The Food Safety Research of Animal Origin team of SHVRI, CAAS, in collaboration with Hubei University and Shanghai Jiao Tong University, has developed an amplification- and labelling-free rapid detection method specifically targeting the genome of Staphylococcus aureus. This finding have been published in Chemical Engineering Journal.
Background
As a prominent contributor to foodborne illnesses globally, S. aureus pose a considerable threat to food quality and public health. Although traditional PCR, fluorescent quantitative PCR and other nucleic acid detection methods are highly accurate, they usually require complex labelling procedures and a long amplification reaction process, and are accompanied by problems such as time-consuming detection, complex analysis procedures, bulky equipment, and dependence on professional and technical personnel.
Progress
In this study, a low-cost and highly sensitive liquid-gate graphene transistor biosensor was used to optimize the type and number of bases of the DNA probe. This was achieved by careful screening of the target DNA sequence and specific modification of single-stranded DNA on the gold sensing gate surface, thereby improving its conformation on the electrode surface. This optimization significantly improved the hybridization efficiency of the probe to the S. aureus genomic DNA target. Using this interface engineering technique, the researchers successfully achieved rapid quantitative detection of S. aureus . Moreover, the results showed that the sensor possessed a wide linear detection range (10-17 M ~ 10-8 M).
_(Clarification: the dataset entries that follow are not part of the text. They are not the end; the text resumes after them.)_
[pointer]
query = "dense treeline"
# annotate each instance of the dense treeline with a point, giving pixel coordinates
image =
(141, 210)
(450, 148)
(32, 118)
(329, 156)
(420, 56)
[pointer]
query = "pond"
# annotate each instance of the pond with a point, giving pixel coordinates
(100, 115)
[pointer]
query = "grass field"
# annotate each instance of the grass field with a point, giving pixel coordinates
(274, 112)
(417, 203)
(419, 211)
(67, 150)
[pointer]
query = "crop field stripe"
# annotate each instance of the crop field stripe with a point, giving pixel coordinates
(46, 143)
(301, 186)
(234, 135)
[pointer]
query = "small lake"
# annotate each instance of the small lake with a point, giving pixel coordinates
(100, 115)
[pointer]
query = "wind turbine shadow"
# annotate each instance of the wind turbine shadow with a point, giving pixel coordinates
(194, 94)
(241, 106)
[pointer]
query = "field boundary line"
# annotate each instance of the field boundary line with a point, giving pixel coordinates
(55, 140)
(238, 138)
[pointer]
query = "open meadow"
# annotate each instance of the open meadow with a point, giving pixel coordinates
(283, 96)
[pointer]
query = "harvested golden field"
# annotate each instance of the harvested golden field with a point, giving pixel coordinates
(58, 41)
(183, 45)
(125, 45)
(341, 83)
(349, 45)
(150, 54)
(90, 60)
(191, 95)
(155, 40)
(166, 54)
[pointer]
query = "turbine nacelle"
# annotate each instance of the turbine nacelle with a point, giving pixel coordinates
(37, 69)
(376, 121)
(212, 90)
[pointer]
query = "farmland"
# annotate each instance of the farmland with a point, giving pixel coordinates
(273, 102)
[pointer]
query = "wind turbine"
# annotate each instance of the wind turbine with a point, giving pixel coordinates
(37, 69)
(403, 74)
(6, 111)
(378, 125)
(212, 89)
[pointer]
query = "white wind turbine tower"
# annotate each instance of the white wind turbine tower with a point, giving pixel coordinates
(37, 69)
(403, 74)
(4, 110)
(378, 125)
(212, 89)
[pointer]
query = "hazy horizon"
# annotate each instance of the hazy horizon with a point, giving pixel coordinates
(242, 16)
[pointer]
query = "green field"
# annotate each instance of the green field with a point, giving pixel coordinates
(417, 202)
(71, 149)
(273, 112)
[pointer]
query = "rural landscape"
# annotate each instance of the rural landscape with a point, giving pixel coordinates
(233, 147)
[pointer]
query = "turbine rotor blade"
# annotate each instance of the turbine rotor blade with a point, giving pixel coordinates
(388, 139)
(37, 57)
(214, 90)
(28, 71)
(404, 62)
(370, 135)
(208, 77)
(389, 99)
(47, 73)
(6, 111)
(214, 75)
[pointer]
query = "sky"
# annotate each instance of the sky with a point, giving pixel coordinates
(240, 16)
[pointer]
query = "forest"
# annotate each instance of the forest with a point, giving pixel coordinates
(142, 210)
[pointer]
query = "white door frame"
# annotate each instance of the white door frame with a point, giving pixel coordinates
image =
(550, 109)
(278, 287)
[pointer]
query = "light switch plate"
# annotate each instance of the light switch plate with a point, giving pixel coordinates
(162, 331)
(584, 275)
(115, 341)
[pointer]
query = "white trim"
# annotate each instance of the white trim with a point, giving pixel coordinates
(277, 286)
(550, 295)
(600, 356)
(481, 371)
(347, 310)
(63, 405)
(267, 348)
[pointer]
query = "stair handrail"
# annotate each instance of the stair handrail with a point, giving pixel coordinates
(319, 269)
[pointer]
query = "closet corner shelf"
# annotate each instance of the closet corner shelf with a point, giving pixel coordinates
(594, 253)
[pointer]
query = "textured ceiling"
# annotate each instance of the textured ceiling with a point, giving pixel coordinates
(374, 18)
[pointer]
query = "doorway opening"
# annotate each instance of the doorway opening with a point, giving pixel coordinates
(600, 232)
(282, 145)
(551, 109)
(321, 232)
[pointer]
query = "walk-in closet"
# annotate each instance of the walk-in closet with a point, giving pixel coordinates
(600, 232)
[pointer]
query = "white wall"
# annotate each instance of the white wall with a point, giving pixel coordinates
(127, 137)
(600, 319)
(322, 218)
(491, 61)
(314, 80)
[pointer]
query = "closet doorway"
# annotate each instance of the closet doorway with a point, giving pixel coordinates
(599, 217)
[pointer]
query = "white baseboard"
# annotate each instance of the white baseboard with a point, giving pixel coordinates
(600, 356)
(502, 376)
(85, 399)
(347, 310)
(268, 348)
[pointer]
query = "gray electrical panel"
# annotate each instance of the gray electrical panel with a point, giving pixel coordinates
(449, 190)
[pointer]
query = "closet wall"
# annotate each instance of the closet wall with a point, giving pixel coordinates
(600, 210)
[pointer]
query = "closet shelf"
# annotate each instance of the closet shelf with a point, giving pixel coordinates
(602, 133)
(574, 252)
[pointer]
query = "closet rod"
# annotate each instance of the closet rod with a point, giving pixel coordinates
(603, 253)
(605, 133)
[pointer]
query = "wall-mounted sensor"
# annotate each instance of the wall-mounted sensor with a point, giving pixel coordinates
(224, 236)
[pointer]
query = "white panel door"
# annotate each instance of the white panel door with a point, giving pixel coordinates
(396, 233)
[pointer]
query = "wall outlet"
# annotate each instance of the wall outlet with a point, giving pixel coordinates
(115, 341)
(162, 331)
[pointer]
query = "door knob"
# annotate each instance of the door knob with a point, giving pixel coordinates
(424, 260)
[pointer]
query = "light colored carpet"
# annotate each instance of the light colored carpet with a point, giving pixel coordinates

Summarily, the biosensor has been integrated into a portable detection system in this study, streamlining signal acquisition, processing, transmission, and display, thereby facilitating on-site and real-time monitoring. This novel strategy represents a significant advancement in the field of nucleic acid detection, offering a rapid, cost-effective, and user-friendly alternative to traditional methods, with immense potential for applications in food safety, clinical diagnostics, and environmental monitoring.
Funding
This study was supported by the Science and Technology Innovation Action Plan Project of Shanghai Municipal Science and Technology Commission, and the Key Project of Shanghai Science and Technology for Agricultural Development. Master's student Zheng Jiayuan was the first author of this paper, and Prof. Jiang Wei from SHVRI, CAAS, associate researcher Tang Wei from Shanghai Jiao Tong University and Prof. Li Jinhua from Hubei University were the co-corresponding authors.